The Stop Forced Organ Harvesting Act creates penalties to hold bad actors accountable for complicity in aiding the CCP’s forced organ harvesting, including imposing sanctions or revoking travel documents from foreign nationals involved in the international network.
But the bill also establishes a civil penalty of up to $250,000 in damages and criminal punishment of up to 20 years in prison and $1 million in fines for participating or enabling forced organ harvesting, applicable to U.S. nationals and foreigners on U.S. soil.
For example, criminal or civil charges could be applied to U.S. physicians or healthcare providers who actively encourage their patients to go to China for an organ transplant, knowing that they will likely receive an organ from a victim rather than a consenting donor.
“It’s a real problem. It’s global,” Smith told the Washington Examiner. “It needs a really aggressive approach, and this bill does it.”
Cruz hones in on China’s human rights abuses
Cruz’s legislation is narrower by comparison, solely focusing on the CCP’s orchestration of forced organ harvesting for political prisoners and religious minorities.
The senator’s bill only allows the State Department to revoke passports or travel documents for those suspected of the practice in China and the president to impose sanctions on Chinese officials.
Cruz’s bill also does not create criminal or civil penalties for those on U.S. soil who are convicted of participating in forced organ harvesting schemes.
Further, instead of creating a mandate for an annual report on international forced organ harvesting, Cruz’s legislation requires the State Department and the Department of Health and Human Services to jointly produce a singular report on the scope of the problem in China within the year the bill is signed into law.
Smith told the Washington Examiner Cruz’s legislation does not go far enough.

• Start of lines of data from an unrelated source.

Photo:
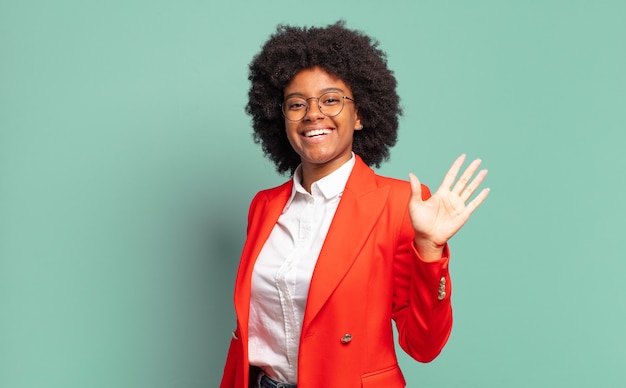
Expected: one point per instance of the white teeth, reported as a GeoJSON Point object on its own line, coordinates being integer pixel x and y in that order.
{"type": "Point", "coordinates": [317, 132]}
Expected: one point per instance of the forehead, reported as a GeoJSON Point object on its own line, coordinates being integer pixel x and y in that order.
{"type": "Point", "coordinates": [313, 82]}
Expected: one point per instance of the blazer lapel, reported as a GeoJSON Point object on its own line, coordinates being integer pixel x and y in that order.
{"type": "Point", "coordinates": [259, 229]}
{"type": "Point", "coordinates": [359, 209]}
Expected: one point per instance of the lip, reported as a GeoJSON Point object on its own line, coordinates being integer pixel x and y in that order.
{"type": "Point", "coordinates": [315, 132]}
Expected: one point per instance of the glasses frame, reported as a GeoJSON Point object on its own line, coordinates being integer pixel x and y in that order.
{"type": "Point", "coordinates": [308, 106]}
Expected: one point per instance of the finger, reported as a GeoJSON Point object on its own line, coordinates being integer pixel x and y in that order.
{"type": "Point", "coordinates": [416, 188]}
{"type": "Point", "coordinates": [469, 190]}
{"type": "Point", "coordinates": [473, 205]}
{"type": "Point", "coordinates": [466, 176]}
{"type": "Point", "coordinates": [450, 176]}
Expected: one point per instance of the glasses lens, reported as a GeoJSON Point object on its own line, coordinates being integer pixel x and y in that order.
{"type": "Point", "coordinates": [330, 104]}
{"type": "Point", "coordinates": [295, 108]}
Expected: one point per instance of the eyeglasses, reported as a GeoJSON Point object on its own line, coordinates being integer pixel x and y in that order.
{"type": "Point", "coordinates": [330, 104]}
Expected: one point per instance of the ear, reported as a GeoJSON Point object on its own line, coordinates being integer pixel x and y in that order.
{"type": "Point", "coordinates": [358, 125]}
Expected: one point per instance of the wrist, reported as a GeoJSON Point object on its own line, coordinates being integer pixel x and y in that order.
{"type": "Point", "coordinates": [429, 250]}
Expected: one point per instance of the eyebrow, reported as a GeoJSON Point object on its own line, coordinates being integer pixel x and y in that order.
{"type": "Point", "coordinates": [325, 90]}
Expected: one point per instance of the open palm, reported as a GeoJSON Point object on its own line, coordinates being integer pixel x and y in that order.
{"type": "Point", "coordinates": [438, 218]}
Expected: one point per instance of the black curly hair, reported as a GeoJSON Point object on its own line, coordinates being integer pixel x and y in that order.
{"type": "Point", "coordinates": [347, 54]}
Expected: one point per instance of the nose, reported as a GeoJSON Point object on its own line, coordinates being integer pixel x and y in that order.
{"type": "Point", "coordinates": [313, 111]}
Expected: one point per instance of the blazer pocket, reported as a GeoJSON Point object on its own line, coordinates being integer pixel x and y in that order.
{"type": "Point", "coordinates": [389, 378]}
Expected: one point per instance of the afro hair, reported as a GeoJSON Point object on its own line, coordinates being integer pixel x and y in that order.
{"type": "Point", "coordinates": [350, 55]}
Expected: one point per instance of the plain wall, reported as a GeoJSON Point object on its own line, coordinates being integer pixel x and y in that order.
{"type": "Point", "coordinates": [127, 166]}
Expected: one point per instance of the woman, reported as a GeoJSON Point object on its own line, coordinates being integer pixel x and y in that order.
{"type": "Point", "coordinates": [336, 253]}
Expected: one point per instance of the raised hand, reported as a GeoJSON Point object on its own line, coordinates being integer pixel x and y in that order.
{"type": "Point", "coordinates": [438, 218]}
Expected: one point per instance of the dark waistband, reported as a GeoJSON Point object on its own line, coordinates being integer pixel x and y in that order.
{"type": "Point", "coordinates": [267, 382]}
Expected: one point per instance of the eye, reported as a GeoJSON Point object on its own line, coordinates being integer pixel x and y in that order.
{"type": "Point", "coordinates": [330, 99]}
{"type": "Point", "coordinates": [295, 104]}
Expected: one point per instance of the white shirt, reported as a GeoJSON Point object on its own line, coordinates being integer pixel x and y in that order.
{"type": "Point", "coordinates": [283, 270]}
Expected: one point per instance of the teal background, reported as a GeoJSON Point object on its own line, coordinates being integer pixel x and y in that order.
{"type": "Point", "coordinates": [127, 165]}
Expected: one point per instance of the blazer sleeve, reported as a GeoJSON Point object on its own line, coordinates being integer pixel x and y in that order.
{"type": "Point", "coordinates": [421, 297]}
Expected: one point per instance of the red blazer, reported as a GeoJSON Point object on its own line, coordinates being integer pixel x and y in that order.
{"type": "Point", "coordinates": [367, 274]}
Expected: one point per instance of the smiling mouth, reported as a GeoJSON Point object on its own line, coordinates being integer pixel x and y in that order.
{"type": "Point", "coordinates": [317, 132]}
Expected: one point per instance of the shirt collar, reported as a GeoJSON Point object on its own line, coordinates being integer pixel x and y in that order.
{"type": "Point", "coordinates": [327, 187]}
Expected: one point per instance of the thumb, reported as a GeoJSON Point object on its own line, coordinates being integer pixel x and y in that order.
{"type": "Point", "coordinates": [416, 188]}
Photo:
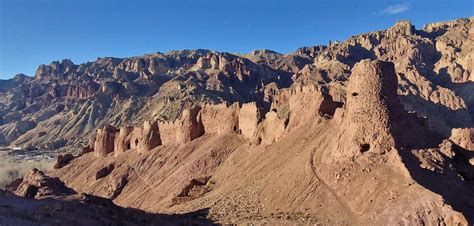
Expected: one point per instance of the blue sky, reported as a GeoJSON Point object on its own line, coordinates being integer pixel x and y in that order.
{"type": "Point", "coordinates": [34, 32]}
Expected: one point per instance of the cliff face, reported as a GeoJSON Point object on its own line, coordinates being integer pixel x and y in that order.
{"type": "Point", "coordinates": [365, 160]}
{"type": "Point", "coordinates": [376, 129]}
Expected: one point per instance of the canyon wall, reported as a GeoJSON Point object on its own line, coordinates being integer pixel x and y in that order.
{"type": "Point", "coordinates": [290, 109]}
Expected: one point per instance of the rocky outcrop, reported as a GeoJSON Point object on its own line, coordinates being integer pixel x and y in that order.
{"type": "Point", "coordinates": [372, 106]}
{"type": "Point", "coordinates": [271, 129]}
{"type": "Point", "coordinates": [184, 129]}
{"type": "Point", "coordinates": [220, 119]}
{"type": "Point", "coordinates": [63, 160]}
{"type": "Point", "coordinates": [35, 184]}
{"type": "Point", "coordinates": [150, 137]}
{"type": "Point", "coordinates": [104, 141]}
{"type": "Point", "coordinates": [122, 140]}
{"type": "Point", "coordinates": [249, 118]}
{"type": "Point", "coordinates": [464, 137]}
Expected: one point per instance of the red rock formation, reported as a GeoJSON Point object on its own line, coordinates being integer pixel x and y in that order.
{"type": "Point", "coordinates": [249, 117]}
{"type": "Point", "coordinates": [104, 142]}
{"type": "Point", "coordinates": [184, 129]}
{"type": "Point", "coordinates": [150, 137]}
{"type": "Point", "coordinates": [372, 104]}
{"type": "Point", "coordinates": [37, 185]}
{"type": "Point", "coordinates": [63, 160]}
{"type": "Point", "coordinates": [135, 137]}
{"type": "Point", "coordinates": [122, 140]}
{"type": "Point", "coordinates": [271, 129]}
{"type": "Point", "coordinates": [220, 119]}
{"type": "Point", "coordinates": [307, 102]}
{"type": "Point", "coordinates": [463, 137]}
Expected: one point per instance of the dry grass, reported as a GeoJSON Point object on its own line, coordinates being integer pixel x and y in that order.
{"type": "Point", "coordinates": [12, 169]}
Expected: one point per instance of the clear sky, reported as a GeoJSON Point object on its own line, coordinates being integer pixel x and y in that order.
{"type": "Point", "coordinates": [34, 32]}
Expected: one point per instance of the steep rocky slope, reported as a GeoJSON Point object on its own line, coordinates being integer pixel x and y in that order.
{"type": "Point", "coordinates": [339, 164]}
{"type": "Point", "coordinates": [65, 102]}
{"type": "Point", "coordinates": [374, 130]}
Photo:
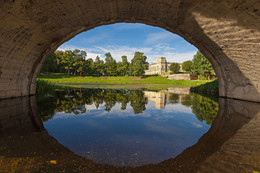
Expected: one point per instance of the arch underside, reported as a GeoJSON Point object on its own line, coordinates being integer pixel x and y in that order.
{"type": "Point", "coordinates": [226, 32]}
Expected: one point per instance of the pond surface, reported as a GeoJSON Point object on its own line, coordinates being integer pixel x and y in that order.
{"type": "Point", "coordinates": [124, 127]}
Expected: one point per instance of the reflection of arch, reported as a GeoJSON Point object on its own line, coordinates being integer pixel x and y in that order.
{"type": "Point", "coordinates": [227, 33]}
{"type": "Point", "coordinates": [234, 138]}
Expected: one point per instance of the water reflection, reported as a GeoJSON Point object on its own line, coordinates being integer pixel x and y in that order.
{"type": "Point", "coordinates": [231, 145]}
{"type": "Point", "coordinates": [126, 127]}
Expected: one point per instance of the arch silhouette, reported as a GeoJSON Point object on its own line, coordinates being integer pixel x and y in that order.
{"type": "Point", "coordinates": [226, 32]}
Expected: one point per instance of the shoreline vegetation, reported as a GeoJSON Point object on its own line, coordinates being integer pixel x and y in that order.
{"type": "Point", "coordinates": [59, 80]}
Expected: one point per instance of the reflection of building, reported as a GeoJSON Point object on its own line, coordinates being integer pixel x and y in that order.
{"type": "Point", "coordinates": [179, 90]}
{"type": "Point", "coordinates": [164, 97]}
{"type": "Point", "coordinates": [159, 98]}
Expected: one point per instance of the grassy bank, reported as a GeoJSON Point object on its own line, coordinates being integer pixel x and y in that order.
{"type": "Point", "coordinates": [64, 79]}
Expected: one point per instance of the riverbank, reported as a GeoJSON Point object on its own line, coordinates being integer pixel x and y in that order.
{"type": "Point", "coordinates": [65, 79]}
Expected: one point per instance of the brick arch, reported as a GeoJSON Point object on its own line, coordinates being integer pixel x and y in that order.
{"type": "Point", "coordinates": [226, 32]}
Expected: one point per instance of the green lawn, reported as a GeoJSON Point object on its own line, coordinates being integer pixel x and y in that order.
{"type": "Point", "coordinates": [65, 79]}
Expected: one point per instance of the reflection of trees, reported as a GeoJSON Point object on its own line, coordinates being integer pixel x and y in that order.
{"type": "Point", "coordinates": [137, 101]}
{"type": "Point", "coordinates": [204, 108]}
{"type": "Point", "coordinates": [75, 101]}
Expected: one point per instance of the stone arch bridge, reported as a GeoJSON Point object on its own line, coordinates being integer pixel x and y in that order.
{"type": "Point", "coordinates": [226, 31]}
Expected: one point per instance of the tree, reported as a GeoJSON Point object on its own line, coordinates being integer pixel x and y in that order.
{"type": "Point", "coordinates": [79, 61]}
{"type": "Point", "coordinates": [98, 66]}
{"type": "Point", "coordinates": [110, 65]}
{"type": "Point", "coordinates": [89, 66]}
{"type": "Point", "coordinates": [202, 65]}
{"type": "Point", "coordinates": [187, 66]}
{"type": "Point", "coordinates": [175, 68]}
{"type": "Point", "coordinates": [123, 67]}
{"type": "Point", "coordinates": [138, 64]}
{"type": "Point", "coordinates": [50, 64]}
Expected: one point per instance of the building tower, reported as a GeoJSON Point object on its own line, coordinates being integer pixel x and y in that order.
{"type": "Point", "coordinates": [161, 65]}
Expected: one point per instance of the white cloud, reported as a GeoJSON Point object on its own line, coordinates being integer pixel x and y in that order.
{"type": "Point", "coordinates": [153, 52]}
{"type": "Point", "coordinates": [128, 26]}
{"type": "Point", "coordinates": [159, 37]}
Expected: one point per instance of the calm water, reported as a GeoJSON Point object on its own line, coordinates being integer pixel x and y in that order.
{"type": "Point", "coordinates": [127, 127]}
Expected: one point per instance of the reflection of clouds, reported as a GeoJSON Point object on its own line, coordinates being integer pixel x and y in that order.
{"type": "Point", "coordinates": [163, 128]}
{"type": "Point", "coordinates": [170, 111]}
{"type": "Point", "coordinates": [197, 125]}
{"type": "Point", "coordinates": [177, 108]}
{"type": "Point", "coordinates": [116, 112]}
{"type": "Point", "coordinates": [92, 107]}
{"type": "Point", "coordinates": [63, 115]}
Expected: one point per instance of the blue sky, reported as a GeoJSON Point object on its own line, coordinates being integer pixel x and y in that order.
{"type": "Point", "coordinates": [127, 38]}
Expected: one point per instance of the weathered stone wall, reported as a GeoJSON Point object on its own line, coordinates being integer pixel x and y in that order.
{"type": "Point", "coordinates": [226, 32]}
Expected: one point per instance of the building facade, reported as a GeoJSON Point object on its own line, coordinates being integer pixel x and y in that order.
{"type": "Point", "coordinates": [160, 67]}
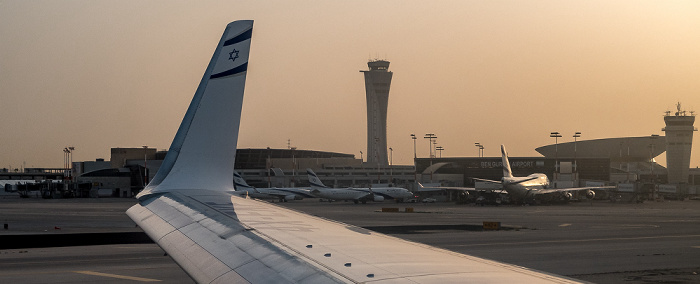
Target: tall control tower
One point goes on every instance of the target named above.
(679, 141)
(377, 83)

“China is the most egregious violator of it, but it is a huge problem everywhere,” Smith said.
A spokesperson for HHS told the Washington Examiner that the department does not comment on pending legislation. The State Department did not respond to the Washington Examiner’s request for comment on its preferences between Smith and Cruz’s bills.
A spokesperson for Smith told the Washington Examiner that his office is working on scheduling a meeting with Cruz and his team to reach a compromise. Cruz’s office declined to offer comment.
Smith said he recently met with Sen. Jim Risch (R-ID), the chairman of the Senate Foreign Relations Committee, to discuss advancing the legislation, which will likely require compromise with Cruz and confirmation from the White House that the bill will be signed by the president.
ANTI-ABORTION REPUBLICANS CALL ON NIH TO STOP HUMAN EMBRYONIC STEM CELL RESEARCH
Risch told the Washington Examiner in a statement that he is “committed to working with Representative Smith on this very important issue” and advancing legislation to “put an end to the horrible practice of organ harvesting.”
“We’ve asked the Senate to bring it up,” Smith said. “Delay is denial if you’re a victim.”